Collection Online
Self-portrait with Saskia
Medium
etching
Measurements
10.5 × 9.6 cm (plate) 10.9 × 9.9 cm (sheet)
Catalogue/s Raisonné
Bartsch 19; Hind 144 iii/iii; White & Boon 19 iii/iii; NHD 158 iii/iv
Edition
3rd of 4 states
Inscription
printed in ink u.l.: Rembrandt. f / 1636
Accession Number
14-4
Departments
International Prints / International Prints and Drawings
Credit Line
National Gallery of Victoria, Melbourne
Felton Bequest, 1933
This digital record has been made available on NGV Collection Online through the generous support of the Joe White Bequest
Gallery location
17th Century & Flemish Paintings Gallery
Level 2, NGV International
About this work

Rembrandt was thirty years old when he made this self-portrait with his wife, Saskia, two years after they were married. It is one of only two known works in which he depicted himself together with her. He etched the figure of Saskia first, then added his own portrait in the foreground.
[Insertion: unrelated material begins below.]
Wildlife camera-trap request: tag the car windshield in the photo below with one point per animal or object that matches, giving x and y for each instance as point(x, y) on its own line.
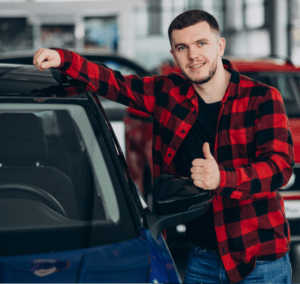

Both figures are shown in historical costume – Rembrandt in a sixteenth-century hat and Saskia in old-fashioned veil and clothes. Rembrandt’s image is not a domestic or everyday scene, but rather an allusion to the common theme of love as the nourishing source of artistic creativity, encapsulated in the Dutch maxim ‘Liefde baart kunst’ (‘Love brings forth art’).